In any case, probably the issue is because of the system/network configuration and not because of iperf3. If you can get more information on how the network routing/buffering/etc. is done and synchronized between different CPUs of the same node that may help.

davidBar-On commented 4 years ago

@zhao305149619 two more points to check:

  1. To check whether re-transmissions are causing the problem, try using UDP (-u option) instead of TCP. As UDP does not re-transmit, if there will still be instability in case1 (servers on different CPUs) then re-transmissions are not the issue.

  2. Can you assign different IP address to each server? As the same IP address is currently used for both servers, the same IP/TCP/UDP buffer is used for both servers (only sockets are different). Therefore, it may be that the issue is related to routing from the same IP buffer to two different CPUs, access synchronization of the same IP buffer from two CPUs, etc.

In any case, if you find what is causing the issue, can you share it? That may help other users.

Jeff0083 commented 4 years ago

@davidBar-On image server recieve many ofo packets and echo dup ack case many fast retransmission

davidBar-On commented 4 years ago

@zhao305149619 the Wireshark log you sent doesn't show a major re-transmission issue.
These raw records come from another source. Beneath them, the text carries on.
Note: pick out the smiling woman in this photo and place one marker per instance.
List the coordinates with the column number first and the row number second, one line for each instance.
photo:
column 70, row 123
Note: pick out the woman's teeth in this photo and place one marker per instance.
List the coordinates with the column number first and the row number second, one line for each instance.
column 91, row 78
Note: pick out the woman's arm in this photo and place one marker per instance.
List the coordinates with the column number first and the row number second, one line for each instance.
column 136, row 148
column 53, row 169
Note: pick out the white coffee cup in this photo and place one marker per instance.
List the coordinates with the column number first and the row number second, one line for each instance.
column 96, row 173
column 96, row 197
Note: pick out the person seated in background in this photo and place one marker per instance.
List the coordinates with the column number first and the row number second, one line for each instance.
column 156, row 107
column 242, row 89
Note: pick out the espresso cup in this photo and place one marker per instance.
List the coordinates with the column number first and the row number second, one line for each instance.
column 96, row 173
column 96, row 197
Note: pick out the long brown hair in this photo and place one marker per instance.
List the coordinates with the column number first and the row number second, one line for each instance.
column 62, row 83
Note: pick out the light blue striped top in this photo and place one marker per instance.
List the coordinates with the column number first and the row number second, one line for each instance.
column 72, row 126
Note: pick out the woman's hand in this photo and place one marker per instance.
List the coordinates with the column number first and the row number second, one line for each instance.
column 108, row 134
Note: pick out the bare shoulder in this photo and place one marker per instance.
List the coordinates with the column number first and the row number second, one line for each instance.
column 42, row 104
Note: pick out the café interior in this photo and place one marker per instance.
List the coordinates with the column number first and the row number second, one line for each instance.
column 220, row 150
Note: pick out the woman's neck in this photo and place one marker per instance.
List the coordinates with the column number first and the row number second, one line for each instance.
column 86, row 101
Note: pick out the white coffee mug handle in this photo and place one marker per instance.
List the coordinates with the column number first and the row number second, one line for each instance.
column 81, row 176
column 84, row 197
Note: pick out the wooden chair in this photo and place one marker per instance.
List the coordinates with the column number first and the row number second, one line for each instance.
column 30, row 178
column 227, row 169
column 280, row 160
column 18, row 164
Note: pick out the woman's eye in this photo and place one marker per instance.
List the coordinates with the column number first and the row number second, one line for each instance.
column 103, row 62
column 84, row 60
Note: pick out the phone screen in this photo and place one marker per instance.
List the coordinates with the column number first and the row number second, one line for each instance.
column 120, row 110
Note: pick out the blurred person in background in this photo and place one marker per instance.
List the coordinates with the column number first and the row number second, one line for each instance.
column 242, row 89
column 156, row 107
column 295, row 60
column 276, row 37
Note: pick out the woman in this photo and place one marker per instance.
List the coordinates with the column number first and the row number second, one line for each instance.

The duplicate ack records 4309, 4333, 4345, 4375 and 4383 are not really duplicates. They each report about additional data received, but they all include a SACK entry that indicate a missing segment of 9014 bytes. Therefore they all report the same sequence (the info about he additional data received is in the SACK entry) and therefore are tagged as duplicate by Wireshark. (Although this is not shown in the image you included, it is concluded from the re-transmission and the size of these acks which is 78 bytes because of the additional SACK entry, vs. the normal 66 bytes.) This is the reason for the 9014 bytes re-transmission.

Again, the re-transmission doesn't seem to be a major issue. One more this you can try (in addition to the UDP and different server IP addresses) is to reduce the TCP segments sent below the 62,702 bytes segment size, e.g. by setting "-l 48K". If there is an issue related to segmentation that might help.